Phénomène drag king en Afrique
- Type de publication : Article de collectif
- Collectif : Africana. Figures de femmes et formes de pouvoir
- Auteur : Raoui (Hanane)
- Pages : 319 à 331
- Collection : Rencontres, n° 539
- Série : Francophonies, n° 2
Phénomène drag king en Afrique
Le discours féministe différentialiste soutient que rien ne justifie la domination masculine sur les femmes, et encore moins le prétexte naturaliste qui conçoit les hommes comme naturellement plus forts1. Pourtant l’histoire de l’Afrique subsaharienne témoigne de femmes humiliées à cause des conflits politiques2 (l’apartheid en Afrique du Sud, le génocide du Rwanda, etc.) ou de certaines traditions (excision, mariage forcé, etc.). Dans une approche phénoménologique qui tient compte de l’expérience perceptive du corps dans son rapport au monde environnant, il sera question de jeter la lumière sur des femmes qui ont eu l’intuition de se rendre visibles en jouant le rôle de l’homme dominant dans son indéfectible solipsisme. Moyen subversif par excellence, le travestissement ou le drag consiste à mettre à mal l’approche essentialiste et à interpréter empiriquement la ridicule position sociale des sexes dans le schéma hiérarchique, à travers la caricature de l’archétype mâle (drag king) ou femelle (drag queen). La théorie queer, qui représente depuis le début du xxie siècle une branche importante des études de genre, porte loin la réflexion sur les sexualités marginales et mutantes mais également sur ces hommes et femmes hétérosexuels qui se travestissent pour se moquer des identités figées et pour pointer du doigt là où, culturellement, le bât blesse3. Nous nous focalisons, dans ce travail, sur ces femmes créatrices d’une identité sociale non-conventionnelle, qui font de la ressemblance une résistance et qui performent le genre de manière à le troubler et à lever le voile sur ses apories. En partant du constat que la masculinité est moins une question d’organes qu’un symbole rendu sacré dans les sociétés paternalistes d’Afrique, le but est 320de voir comment des femmes se sont ingéniées à montrer que le genre relevait davantage de catégories mentales que de catégories sexuelles et de prouver que la représentation que l’on se fait publiquement du masculin et du féminin relève du fantasmagorique.

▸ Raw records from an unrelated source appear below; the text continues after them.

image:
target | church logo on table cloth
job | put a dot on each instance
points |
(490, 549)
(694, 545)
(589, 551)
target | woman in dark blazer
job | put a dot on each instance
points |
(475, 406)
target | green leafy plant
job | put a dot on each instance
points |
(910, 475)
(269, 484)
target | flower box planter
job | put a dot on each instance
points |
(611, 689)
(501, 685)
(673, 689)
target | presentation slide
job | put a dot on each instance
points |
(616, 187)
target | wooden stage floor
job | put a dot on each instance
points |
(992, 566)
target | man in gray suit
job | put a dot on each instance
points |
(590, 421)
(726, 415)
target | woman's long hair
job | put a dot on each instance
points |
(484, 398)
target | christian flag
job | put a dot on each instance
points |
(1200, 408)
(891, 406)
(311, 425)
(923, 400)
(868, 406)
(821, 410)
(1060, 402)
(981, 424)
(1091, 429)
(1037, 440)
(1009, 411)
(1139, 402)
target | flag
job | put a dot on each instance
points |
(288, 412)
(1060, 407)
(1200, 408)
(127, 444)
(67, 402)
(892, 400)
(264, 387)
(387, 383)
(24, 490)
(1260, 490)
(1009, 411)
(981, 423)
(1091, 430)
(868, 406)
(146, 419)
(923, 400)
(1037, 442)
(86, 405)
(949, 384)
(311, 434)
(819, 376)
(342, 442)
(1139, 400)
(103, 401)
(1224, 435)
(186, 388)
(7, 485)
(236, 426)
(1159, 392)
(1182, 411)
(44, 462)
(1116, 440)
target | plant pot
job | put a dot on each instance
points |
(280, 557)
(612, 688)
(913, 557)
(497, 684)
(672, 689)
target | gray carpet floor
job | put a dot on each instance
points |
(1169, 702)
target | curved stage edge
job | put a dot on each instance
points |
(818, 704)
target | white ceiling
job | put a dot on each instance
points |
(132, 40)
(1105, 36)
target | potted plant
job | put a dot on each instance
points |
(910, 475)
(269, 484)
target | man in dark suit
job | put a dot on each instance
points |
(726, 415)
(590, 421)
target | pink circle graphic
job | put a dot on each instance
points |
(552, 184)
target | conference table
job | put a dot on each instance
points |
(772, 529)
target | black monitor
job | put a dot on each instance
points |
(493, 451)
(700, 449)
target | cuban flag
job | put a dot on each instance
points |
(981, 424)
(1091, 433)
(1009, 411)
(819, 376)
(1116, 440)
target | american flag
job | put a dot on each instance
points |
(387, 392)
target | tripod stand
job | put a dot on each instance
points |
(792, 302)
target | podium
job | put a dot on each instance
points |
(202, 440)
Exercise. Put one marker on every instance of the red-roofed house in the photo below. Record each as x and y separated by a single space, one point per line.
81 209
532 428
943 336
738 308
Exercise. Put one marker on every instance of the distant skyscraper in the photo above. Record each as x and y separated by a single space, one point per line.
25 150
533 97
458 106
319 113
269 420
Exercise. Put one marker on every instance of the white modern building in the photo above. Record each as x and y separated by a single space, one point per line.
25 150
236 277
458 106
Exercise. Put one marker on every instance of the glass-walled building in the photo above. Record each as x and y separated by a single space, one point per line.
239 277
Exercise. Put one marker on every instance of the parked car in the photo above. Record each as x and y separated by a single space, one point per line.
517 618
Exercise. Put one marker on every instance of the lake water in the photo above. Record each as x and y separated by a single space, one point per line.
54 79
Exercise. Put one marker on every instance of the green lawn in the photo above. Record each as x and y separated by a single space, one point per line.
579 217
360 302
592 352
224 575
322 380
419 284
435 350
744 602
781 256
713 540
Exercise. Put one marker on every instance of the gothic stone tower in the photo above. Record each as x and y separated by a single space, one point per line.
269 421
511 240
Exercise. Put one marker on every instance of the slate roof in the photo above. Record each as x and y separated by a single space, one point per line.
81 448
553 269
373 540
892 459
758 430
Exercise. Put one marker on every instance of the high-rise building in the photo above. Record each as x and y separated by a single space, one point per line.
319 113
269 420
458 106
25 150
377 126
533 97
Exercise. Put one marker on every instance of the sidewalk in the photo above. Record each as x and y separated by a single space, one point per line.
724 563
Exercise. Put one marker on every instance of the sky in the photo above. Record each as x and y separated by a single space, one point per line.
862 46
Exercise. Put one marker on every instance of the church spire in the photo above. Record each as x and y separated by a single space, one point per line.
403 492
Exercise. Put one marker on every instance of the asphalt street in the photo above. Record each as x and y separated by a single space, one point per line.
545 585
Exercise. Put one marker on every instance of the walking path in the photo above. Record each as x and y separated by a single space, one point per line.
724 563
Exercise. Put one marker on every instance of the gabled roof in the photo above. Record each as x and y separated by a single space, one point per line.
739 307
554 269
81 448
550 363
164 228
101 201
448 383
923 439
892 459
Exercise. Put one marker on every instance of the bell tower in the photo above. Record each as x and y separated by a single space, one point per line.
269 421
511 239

Dans un premier temps, nous nous intéresserons, sur la base de documents ethnographiques, à ces femmes africaines qui ont été sollicitées par le passé, au nom des rites, à se déguiser en hommes et à vivre cette transformation comme une épreuve physio-psychique qu’elles ont pour fonction de perpétuer mais dont elles ne sortent pas indemnes. Il s’agit par la suite d’étudier comment les femmes « sapeuses » de la République démocratique du Congo expérimentent avec dérision l’intersubjectivité en prouvant subtilement à travers un réseau de signes révélateurs, leur capacité à s’identifier au sexe fort. Nous conclurons par une immersion dans l’univers musical et aborderons le cas de ces chanteuses sud-africaines qui font de leur art une performance pour lutter contre les stéréotypes de genre et qui concurrencent l’homme sur scène à travers une manifestation effective de la masculinité et en s’érigeant en véritables drag kings.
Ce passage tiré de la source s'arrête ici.